After half the internet crashed on Tuesday evening, Cloudflare CTO Dane Knecht took to social media to reveal what caused the widespread outage.
Users who were trying to log on to X, ChatGPT etc were shown the message: “Internal server error on Cloudflare’s network, please try again in a few minutes.”
Turning into damage control mode, Knecht said, “I won’t mince words: earlier today we failed our customers and the broader Internet when a problem in @Cloudflare network impacted large amounts of traffic that rely on us. The sites, businesses, and organizations that rely on Cloudflare depend on us being available and I apologize for the impact that we caused.”
Major sites, including X, ChatGPT, Canva and others were hit by the outage. However, Knecht clarified that it was “not an attack.”
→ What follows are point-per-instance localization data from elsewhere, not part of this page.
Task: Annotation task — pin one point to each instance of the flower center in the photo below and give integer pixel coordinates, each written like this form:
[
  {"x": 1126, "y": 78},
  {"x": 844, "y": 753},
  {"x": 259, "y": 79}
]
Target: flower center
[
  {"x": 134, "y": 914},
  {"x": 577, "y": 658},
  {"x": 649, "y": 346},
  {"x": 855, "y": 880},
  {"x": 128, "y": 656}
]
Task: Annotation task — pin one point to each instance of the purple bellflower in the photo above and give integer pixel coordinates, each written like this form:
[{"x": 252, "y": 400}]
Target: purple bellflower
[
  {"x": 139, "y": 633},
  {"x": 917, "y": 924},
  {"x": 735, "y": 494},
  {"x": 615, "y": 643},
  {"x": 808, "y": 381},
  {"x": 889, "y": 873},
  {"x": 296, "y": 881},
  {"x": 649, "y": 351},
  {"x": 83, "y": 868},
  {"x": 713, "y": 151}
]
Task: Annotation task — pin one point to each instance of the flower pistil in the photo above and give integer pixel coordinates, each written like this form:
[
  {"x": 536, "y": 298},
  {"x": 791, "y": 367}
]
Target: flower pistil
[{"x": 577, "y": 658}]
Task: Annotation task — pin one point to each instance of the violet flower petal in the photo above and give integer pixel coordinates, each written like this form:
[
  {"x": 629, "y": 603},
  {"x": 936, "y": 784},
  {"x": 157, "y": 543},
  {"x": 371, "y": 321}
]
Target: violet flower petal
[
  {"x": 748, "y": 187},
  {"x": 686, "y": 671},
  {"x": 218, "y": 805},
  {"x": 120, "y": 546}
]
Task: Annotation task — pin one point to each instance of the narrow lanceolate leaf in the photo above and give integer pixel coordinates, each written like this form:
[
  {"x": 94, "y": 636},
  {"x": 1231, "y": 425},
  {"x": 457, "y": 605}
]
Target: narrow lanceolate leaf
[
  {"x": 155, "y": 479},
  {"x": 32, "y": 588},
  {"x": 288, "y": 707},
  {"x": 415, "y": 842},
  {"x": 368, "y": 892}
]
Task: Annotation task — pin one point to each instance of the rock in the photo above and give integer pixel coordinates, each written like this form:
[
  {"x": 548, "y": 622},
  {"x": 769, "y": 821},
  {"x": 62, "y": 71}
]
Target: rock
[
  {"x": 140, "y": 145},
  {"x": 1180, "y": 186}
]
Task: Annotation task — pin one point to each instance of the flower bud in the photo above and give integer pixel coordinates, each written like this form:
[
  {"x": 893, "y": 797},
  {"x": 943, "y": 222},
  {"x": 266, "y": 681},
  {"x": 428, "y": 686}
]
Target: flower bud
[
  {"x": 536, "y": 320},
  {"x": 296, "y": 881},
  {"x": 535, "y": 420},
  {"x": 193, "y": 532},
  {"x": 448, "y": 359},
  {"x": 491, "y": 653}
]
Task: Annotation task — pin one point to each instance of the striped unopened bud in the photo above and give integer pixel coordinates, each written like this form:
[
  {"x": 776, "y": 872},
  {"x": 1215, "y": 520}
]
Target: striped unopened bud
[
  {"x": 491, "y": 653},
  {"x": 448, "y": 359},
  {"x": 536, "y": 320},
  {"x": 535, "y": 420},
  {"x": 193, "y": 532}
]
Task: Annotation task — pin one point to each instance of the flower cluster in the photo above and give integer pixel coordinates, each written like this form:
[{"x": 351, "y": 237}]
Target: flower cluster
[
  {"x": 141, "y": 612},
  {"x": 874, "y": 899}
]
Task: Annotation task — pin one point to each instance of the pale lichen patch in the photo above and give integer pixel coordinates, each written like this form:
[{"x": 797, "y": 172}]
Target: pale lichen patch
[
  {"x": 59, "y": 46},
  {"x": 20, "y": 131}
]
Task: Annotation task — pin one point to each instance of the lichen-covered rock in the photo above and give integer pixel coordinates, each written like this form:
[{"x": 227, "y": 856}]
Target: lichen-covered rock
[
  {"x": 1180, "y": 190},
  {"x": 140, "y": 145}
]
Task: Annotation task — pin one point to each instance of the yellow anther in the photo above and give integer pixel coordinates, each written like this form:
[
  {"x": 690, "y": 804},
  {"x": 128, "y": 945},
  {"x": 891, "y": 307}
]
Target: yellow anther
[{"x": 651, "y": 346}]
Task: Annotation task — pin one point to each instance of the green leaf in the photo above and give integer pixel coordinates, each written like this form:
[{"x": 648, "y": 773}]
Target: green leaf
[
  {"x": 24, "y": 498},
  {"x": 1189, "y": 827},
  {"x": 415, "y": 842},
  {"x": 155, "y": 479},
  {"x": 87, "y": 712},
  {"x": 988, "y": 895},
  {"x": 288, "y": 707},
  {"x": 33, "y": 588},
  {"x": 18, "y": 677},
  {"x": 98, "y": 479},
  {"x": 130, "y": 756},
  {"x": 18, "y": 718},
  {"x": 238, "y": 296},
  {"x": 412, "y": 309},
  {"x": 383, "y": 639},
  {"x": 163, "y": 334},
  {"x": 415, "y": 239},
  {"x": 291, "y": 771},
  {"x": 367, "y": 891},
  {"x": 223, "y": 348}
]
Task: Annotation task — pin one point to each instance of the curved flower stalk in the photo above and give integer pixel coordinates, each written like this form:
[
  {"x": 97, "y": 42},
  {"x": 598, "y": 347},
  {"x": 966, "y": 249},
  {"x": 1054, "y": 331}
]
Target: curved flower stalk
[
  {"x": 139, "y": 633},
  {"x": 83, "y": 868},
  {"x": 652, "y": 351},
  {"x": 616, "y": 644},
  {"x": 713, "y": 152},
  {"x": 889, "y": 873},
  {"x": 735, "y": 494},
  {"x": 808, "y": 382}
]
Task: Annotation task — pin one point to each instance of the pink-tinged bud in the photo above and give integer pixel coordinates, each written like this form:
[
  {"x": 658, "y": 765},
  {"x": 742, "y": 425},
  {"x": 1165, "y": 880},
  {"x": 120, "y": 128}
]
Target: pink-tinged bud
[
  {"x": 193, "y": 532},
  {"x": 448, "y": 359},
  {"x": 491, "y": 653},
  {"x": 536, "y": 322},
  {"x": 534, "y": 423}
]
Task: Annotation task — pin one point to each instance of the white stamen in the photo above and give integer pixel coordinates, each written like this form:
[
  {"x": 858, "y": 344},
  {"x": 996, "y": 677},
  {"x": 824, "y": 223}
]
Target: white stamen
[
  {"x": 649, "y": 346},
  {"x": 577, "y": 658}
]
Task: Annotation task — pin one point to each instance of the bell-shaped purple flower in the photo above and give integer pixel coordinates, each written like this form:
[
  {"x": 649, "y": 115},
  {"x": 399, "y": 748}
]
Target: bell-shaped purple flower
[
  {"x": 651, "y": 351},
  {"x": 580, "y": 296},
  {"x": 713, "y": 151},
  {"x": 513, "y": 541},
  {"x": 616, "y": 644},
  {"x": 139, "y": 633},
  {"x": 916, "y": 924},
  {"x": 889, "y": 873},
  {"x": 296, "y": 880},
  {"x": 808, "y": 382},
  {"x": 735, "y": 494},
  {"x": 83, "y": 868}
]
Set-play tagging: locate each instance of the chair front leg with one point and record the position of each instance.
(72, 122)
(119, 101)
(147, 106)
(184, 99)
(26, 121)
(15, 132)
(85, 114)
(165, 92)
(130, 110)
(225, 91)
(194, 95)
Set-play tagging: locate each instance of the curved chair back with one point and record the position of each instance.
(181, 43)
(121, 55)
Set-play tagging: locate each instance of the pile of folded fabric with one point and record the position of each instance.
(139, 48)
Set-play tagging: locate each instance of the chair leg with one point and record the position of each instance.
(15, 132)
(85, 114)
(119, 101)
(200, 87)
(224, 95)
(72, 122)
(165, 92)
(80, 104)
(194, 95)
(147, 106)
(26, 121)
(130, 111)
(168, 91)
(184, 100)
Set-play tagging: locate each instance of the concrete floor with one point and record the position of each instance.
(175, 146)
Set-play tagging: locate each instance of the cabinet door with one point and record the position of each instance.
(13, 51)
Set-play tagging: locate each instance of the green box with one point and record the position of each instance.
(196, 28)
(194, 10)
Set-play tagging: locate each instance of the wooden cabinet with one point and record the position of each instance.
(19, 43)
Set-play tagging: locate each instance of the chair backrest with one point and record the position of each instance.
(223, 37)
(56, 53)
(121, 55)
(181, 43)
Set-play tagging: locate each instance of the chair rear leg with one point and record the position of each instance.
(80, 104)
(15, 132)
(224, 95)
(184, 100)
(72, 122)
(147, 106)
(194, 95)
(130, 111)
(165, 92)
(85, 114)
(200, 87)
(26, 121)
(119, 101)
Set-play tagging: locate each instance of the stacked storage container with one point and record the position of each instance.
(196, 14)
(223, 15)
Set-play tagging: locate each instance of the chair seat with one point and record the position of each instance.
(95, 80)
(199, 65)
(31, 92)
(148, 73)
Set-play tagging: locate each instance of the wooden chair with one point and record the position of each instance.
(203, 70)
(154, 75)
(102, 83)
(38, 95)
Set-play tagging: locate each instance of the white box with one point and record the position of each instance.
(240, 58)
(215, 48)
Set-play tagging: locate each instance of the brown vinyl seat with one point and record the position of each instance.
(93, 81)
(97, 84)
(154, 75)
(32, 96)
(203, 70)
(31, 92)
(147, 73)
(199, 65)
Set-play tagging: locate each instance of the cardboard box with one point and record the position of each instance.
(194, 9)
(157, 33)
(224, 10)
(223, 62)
“Transparency about what happened matters, and we plan to share a breakdown with more details in a few hours. In short, a latent bug in a service underpinning our bot mitigation capability started to crash after a routine configuration change we made. That cascaded into a broad degradation to our network and other services. This was not an attack,” he explained.
Acknowledging that the impact caused by the outage and time to resolved it is unacceptable, he said, “Work is already underway to make sure it does not happen again, but I know it caused real pain today. The trust our customers place in us is what we value the most and we are going to do what it takes to earn that back.”
This comes a month after Amazon Web Services experienced a similar snag, disrupting several websites including WhatsApp, Reddit, Snapchat, and Fortnite.